MANILA, Philippines -- Saudi Arabia, a country considered as recession-proof due to its oil-based economy, will establish agricultural trade with the Philippines.

An estimated $238.6 million will be alloted by the Saudis to set up cash crop fruit plantations consisting of bananas, mangoes, and pineapples, an agriculture official said. The investment will also help support the country’s aquaculture and halala food processing industries.

These investments are being made so that the kingdom could meet its increasing demand for fruits, vegetables, and livestock.

These initiatives, among others, will be discussed by Department of Agriculture (DA) executives who will visit Saudi Arabia. The move is part of the country’s preliminary effort before Saudi Arabia’s ministers of commerce and agriculture undertakes a trade mission to the Philippines in April.

Earlier, the Saudis have expressed their intentions to increase investments in the Philippines during a visit by President Gloria Macapagal-Arroyo to Riyadh.

Besides Philippine bananas and mangoes, investors from the oil-rich kingdom are interested in basmati rice, corn, cassava, sugar, animal fodder, fisheries, and red meat.

Riyahd reportedly issued royal orders that called for the formation of a ministerial team to be led by the Saudi Minister of Commerce and Industry assisted by the Ministers of Agriculture, Foreign Affairs, and Finance. The royal order will reportedly implement the King Abdullah Initiative for Saudi agricultural investment abroad in countries with high agricultural potential like the Philippines.
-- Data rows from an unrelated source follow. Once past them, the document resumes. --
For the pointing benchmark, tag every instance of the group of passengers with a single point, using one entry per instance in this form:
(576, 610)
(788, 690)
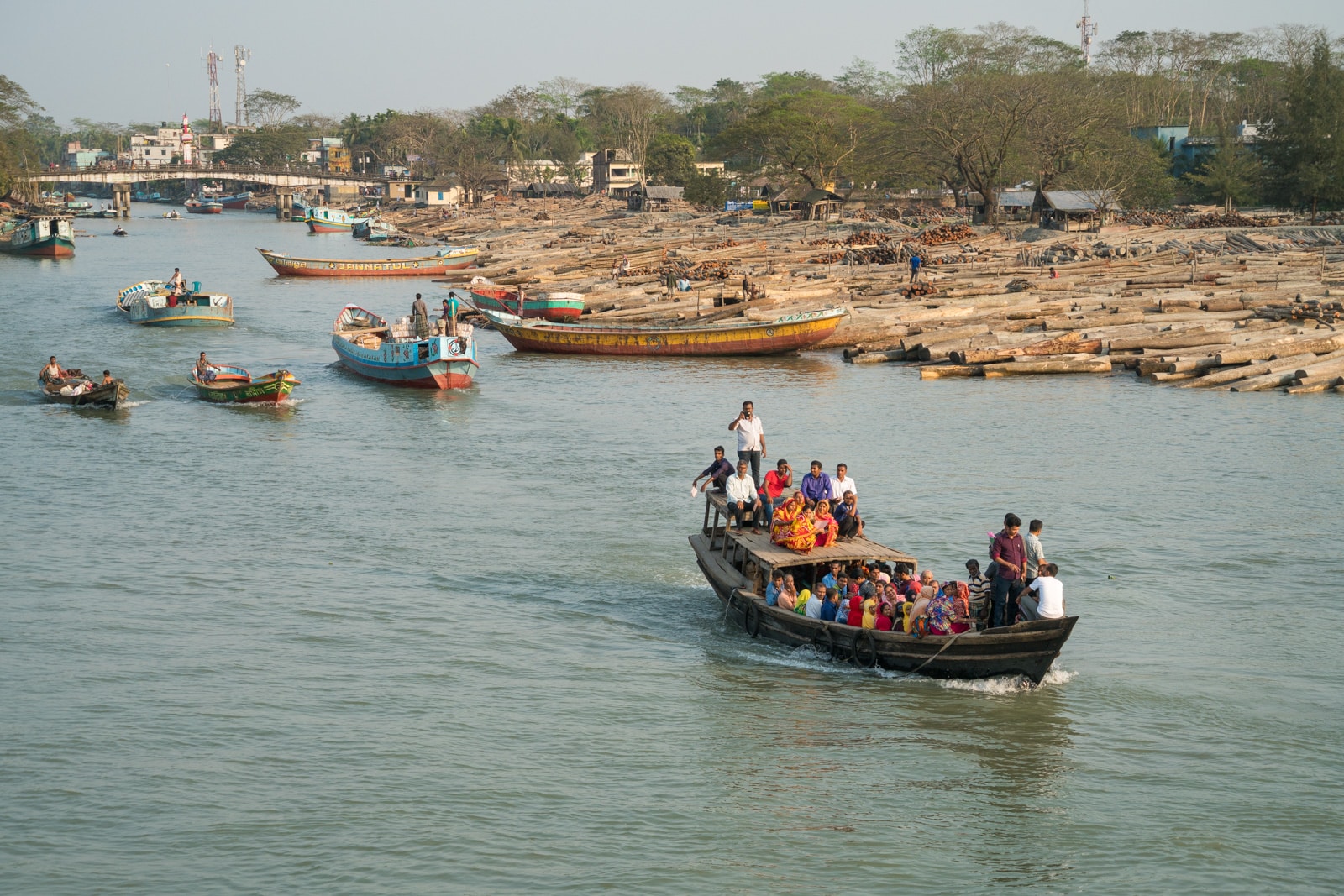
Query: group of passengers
(823, 510)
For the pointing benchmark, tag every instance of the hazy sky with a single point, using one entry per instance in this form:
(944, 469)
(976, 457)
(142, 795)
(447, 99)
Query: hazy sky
(140, 60)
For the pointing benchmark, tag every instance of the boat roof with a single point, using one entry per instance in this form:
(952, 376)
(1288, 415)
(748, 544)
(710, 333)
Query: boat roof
(774, 557)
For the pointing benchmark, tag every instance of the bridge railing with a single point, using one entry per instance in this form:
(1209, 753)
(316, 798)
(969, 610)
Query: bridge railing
(213, 170)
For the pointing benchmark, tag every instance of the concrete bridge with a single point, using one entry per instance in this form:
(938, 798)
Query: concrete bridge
(249, 174)
(286, 181)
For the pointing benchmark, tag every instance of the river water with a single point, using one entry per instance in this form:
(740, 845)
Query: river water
(386, 641)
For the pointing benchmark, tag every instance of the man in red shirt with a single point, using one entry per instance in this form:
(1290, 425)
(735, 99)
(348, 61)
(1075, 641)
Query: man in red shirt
(1010, 553)
(776, 481)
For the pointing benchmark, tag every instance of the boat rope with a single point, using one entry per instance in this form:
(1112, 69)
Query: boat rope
(951, 641)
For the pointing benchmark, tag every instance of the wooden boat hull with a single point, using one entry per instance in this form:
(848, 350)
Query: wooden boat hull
(262, 390)
(42, 238)
(423, 266)
(46, 248)
(387, 367)
(1025, 649)
(504, 301)
(109, 396)
(369, 347)
(772, 338)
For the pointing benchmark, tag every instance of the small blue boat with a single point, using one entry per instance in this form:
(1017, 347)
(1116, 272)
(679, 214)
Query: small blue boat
(152, 302)
(391, 354)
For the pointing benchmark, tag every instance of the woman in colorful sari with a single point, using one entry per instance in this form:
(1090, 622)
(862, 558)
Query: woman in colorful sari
(792, 527)
(827, 528)
(936, 617)
(960, 593)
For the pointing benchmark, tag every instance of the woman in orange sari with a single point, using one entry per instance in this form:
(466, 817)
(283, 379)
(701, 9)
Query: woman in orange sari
(826, 527)
(792, 527)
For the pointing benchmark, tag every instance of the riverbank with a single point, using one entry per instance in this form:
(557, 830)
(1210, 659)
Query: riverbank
(1236, 308)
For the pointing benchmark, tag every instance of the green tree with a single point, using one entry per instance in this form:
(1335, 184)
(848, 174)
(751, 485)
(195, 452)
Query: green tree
(706, 191)
(270, 147)
(1230, 176)
(18, 147)
(268, 107)
(974, 123)
(811, 136)
(671, 160)
(1304, 149)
Earlier, the Philippines and Bahrain have formed a joint committee that will implement an accord intended to formulate a general framework for cooperation in the fields of agriculture and fisheries between both countries.

The memorandum on understanding on agro-fisheries cooperation between Manila and Manama was among the agreements signed during president Arroyo's visit to Bahrain last January.